Ma si tratta di un affare per l’ Ex Cattolica, proprietaria delle mura della struttura, che potrebbe valere milioni e milioni di euro.

Che andrebbero direttamente nelle casse della Chiesa contrariamente a quanto enunciato nei principi della Costituzione del Polo sanitario Cattolica, che sarebbe dovuta diventare una Ircss come il Neuromed che ha sede a Pozzilli.

Ma il fatto più grave che si intravede è questo: ma la Regione che acquisisce l’immobile non è la stessa Regione che ha i conti in rosso? La stessa a cui è stato bocciato il rendiconto 2022? Nel pezzo di primo piano si parla di prezzo “nazionalpopolare”.

Qualsiasi prezzo potrebbe essere però troppo oneroso per una regione alla frutta in materia di bilancio.

Massimo Romano però ci da una soluzione alternativa. Ossia che la Regione potrebbe prevedere di revocare il finanziamento del progetto iniziale per inadempimento e rivendicare la struttura senza nessun costo.

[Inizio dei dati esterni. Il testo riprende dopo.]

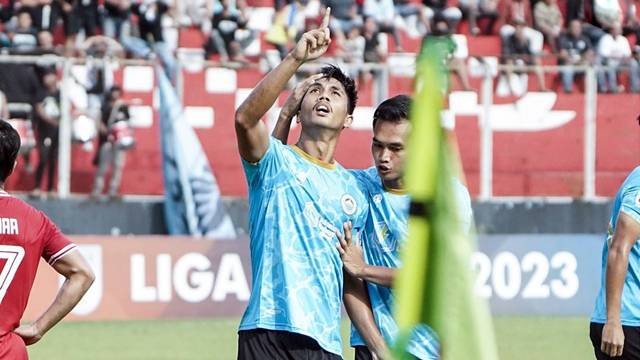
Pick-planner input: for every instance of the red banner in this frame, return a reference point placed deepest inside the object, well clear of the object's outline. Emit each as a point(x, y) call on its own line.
point(154, 277)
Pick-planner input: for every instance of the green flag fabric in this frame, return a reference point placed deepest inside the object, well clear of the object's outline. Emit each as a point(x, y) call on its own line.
point(435, 284)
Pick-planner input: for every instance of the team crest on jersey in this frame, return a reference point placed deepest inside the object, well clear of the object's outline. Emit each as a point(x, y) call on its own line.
point(349, 205)
point(386, 239)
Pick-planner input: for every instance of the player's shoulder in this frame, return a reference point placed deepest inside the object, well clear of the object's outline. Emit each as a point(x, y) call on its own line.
point(633, 179)
point(17, 206)
point(366, 177)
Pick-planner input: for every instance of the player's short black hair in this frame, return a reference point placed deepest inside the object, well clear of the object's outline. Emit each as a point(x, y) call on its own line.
point(394, 109)
point(9, 148)
point(332, 71)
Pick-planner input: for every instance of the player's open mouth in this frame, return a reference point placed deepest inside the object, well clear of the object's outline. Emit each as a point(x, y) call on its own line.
point(322, 109)
point(384, 169)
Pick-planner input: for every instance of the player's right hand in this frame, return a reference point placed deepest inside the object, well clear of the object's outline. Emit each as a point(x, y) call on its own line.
point(612, 339)
point(314, 43)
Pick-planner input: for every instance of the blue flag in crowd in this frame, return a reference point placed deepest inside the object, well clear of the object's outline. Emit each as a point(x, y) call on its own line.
point(193, 204)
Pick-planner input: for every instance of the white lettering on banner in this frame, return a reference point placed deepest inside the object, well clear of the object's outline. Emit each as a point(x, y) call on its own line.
point(163, 271)
point(231, 279)
point(191, 277)
point(139, 291)
point(503, 276)
point(193, 286)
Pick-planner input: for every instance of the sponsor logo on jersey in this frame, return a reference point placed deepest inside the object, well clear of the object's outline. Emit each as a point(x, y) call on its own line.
point(8, 226)
point(349, 205)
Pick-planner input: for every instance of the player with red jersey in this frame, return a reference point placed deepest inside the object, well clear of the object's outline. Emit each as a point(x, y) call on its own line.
point(26, 235)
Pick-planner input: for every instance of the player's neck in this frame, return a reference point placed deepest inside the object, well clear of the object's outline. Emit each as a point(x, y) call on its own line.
point(395, 186)
point(320, 147)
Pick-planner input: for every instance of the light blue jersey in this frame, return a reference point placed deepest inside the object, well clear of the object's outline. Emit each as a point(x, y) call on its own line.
point(384, 235)
point(627, 201)
point(296, 203)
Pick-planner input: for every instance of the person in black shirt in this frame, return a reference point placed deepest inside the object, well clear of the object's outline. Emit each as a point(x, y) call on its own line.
point(575, 49)
point(151, 40)
point(516, 51)
point(47, 122)
point(111, 150)
point(79, 15)
point(116, 18)
point(24, 36)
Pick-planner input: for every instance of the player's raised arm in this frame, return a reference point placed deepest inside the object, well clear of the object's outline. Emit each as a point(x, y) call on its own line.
point(291, 108)
point(626, 233)
point(79, 278)
point(252, 134)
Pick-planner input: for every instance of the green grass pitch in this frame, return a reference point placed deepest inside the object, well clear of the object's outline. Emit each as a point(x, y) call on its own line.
point(518, 338)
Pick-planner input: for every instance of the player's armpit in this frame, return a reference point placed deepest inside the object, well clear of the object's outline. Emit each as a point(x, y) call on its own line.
point(356, 301)
point(626, 233)
point(79, 278)
point(380, 275)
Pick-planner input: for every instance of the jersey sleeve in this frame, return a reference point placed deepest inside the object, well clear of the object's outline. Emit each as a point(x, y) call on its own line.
point(269, 165)
point(55, 244)
point(631, 203)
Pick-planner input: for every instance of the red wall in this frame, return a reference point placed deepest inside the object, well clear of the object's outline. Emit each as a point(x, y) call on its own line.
point(525, 163)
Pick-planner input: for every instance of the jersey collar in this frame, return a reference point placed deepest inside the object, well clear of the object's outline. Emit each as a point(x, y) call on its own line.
point(306, 156)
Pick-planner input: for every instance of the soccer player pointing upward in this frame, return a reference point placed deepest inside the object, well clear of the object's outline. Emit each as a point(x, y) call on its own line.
point(26, 235)
point(615, 323)
point(298, 197)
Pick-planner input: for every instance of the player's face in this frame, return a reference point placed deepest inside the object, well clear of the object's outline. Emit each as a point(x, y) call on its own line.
point(388, 149)
point(325, 105)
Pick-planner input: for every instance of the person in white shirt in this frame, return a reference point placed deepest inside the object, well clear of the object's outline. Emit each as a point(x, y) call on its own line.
point(614, 52)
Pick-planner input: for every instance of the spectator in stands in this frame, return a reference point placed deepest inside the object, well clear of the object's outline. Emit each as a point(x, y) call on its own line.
point(194, 12)
point(110, 153)
point(24, 36)
point(413, 16)
point(344, 16)
point(383, 12)
point(442, 36)
point(519, 11)
point(116, 18)
point(516, 52)
point(79, 15)
point(46, 44)
point(287, 26)
point(100, 68)
point(4, 106)
point(353, 53)
point(373, 49)
point(229, 34)
point(47, 121)
point(475, 10)
point(150, 42)
point(46, 15)
point(439, 9)
point(614, 52)
point(575, 49)
point(549, 21)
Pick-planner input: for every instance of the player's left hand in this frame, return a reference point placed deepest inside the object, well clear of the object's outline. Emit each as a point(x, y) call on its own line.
point(29, 333)
point(351, 253)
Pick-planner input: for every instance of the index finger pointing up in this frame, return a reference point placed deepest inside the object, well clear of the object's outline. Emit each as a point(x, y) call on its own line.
point(325, 20)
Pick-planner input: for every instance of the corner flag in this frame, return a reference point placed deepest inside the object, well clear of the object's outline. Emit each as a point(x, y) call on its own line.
point(435, 284)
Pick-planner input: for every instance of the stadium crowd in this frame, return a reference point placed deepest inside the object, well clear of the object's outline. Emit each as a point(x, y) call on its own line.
point(566, 32)
point(571, 32)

” Già da un anno insieme agli avvocati Pino Ruta e Margherita Zezza -hanno sostenuto- abbiamo promosso ricorso al Tar Molise per acquisire gli atti di finanziamento a suo tempo erogati dallo Stato alla Cattolica per costruire l’ospedale ove attualmente opera Responsible: pur avendo vinto il ricorso, al momento la Regione continua a non darci le carte, tanto è vero che stiamo proponendo ottemperanza per fare eseguire la sentenza a noi favorevole. Il tema, in breve, è questo: il finanziamento era vincolato a realizzare a Tappino un Ircss (come Neuromed, per capirci) ma visto che oggi quell’obiettivo è saltato, il Ministero è/o la Regione dovrebbero revocarlo per inadempimento e acquisire la proprietà delle mura. Oggi invece la regione (riferisce Primo Piano) lo vorrebbe “acquistare”, mentre invece potrebbe rivendicarlo come proprio senza sborsare un solo euro”.